Pero no le respondió ninguna voz.

No intentó volver a la capilla de Appleton ni a ninguna otra iglesia, pero una noche, sentado y escribiendo su libro sintió una súbita y nueva certidumbre de que lo terminaría. Esta certidumbre era muy fuerte. No la sentía como una explosión de luces de colores o de música en crescendo, como suelen expresarse siempre esas sensaciones en las malas películas de la televisión. Era más bien una promesa firme y suave.

—Gracias, Señor —dijo.

La mañana siguiente, antes de ir a la máquina, pasó por la alcoba de Mrs. Bergstrom y estuvo un rato junto a la cama. Parecía dormida, pero a los pocos momentos abrió los ojos.

—¿Cómo se encuentra? —preguntó.

Ella sonrió.

—No demasiado bien. ¿Y usted?

—¿Sabe lo que me pasa? —preguntó él, con interés.

Ella asintió.

—Estamos en el mismo brete. Usted es el médico enfermo, ¿no?

De modo que hasta los pacientes estaban enterados.

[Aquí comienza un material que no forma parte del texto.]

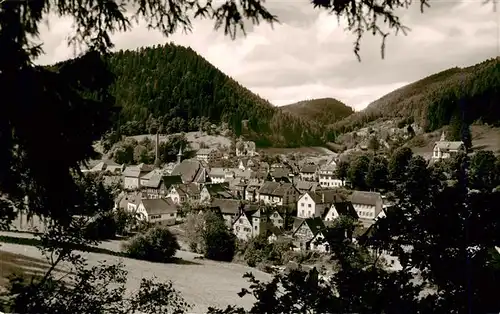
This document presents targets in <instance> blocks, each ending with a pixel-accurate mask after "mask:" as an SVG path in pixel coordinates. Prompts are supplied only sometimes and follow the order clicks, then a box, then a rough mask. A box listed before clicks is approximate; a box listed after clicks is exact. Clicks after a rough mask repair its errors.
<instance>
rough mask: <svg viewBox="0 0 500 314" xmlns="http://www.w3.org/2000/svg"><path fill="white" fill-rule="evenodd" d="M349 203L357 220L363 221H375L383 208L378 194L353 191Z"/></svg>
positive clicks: (364, 191) (376, 192)
mask: <svg viewBox="0 0 500 314" xmlns="http://www.w3.org/2000/svg"><path fill="white" fill-rule="evenodd" d="M350 201H351V203H352V206H353V207H354V209H355V210H356V212H357V214H358V216H359V218H360V219H365V220H372V221H373V220H375V219H376V217H377V216H378V215H379V214H380V212H381V211H382V207H383V200H382V195H380V193H378V192H366V191H354V192H353V193H352V194H351V196H350Z"/></svg>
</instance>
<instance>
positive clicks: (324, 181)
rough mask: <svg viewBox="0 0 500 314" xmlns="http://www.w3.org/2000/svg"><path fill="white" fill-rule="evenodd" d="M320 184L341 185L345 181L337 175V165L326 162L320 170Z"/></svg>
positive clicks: (341, 185) (326, 186) (322, 184)
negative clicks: (328, 163)
mask: <svg viewBox="0 0 500 314" xmlns="http://www.w3.org/2000/svg"><path fill="white" fill-rule="evenodd" d="M318 180H319V185H320V186H321V187H323V188H332V187H340V186H343V185H344V182H343V181H342V180H341V179H339V178H338V177H337V166H336V165H332V164H326V165H323V166H321V167H320V168H319V170H318Z"/></svg>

Era el tipo de noticia que circulaba en seguida por todo el hospital.

—¿Puedo hacer algo por usted? —le preguntó Longwood.

Ella se pasó la lengua por los labios.

—El doctor Kender y su gente cuidan de todo. No tiene por qué preocuparse. También cuidarán de usted.

—Sin duda.

—Son magníficos. Es un alivio saber que hay alguien en quien puede confiar una.

—Desde luego —convino él.

Entró Kender y le dijo que estaban preparándole su sitio en la máquina. Salieron juntos del cuarto y en el pasillo Longwood se volvió hacia su colega, más joven que él.

—Tiene fe en ti. Te cree infalible.

—Eso ocurre a veces. No es mala cosa. Nos ayuda —dijo Kender.

—Es una lástima, claro está, que yo me dé cuenta de vuestras limitaciones.

—Desde luego, doctor —dijo.

Longwood se echó y la enfermera le conectó a la máquina. Un momento después comenzaba a salpicar, burlona. Longwood se acomodó y cerró los ojos. Rascándose suavemente el picor, comenzó por el principio y se lo contó todo a Dios.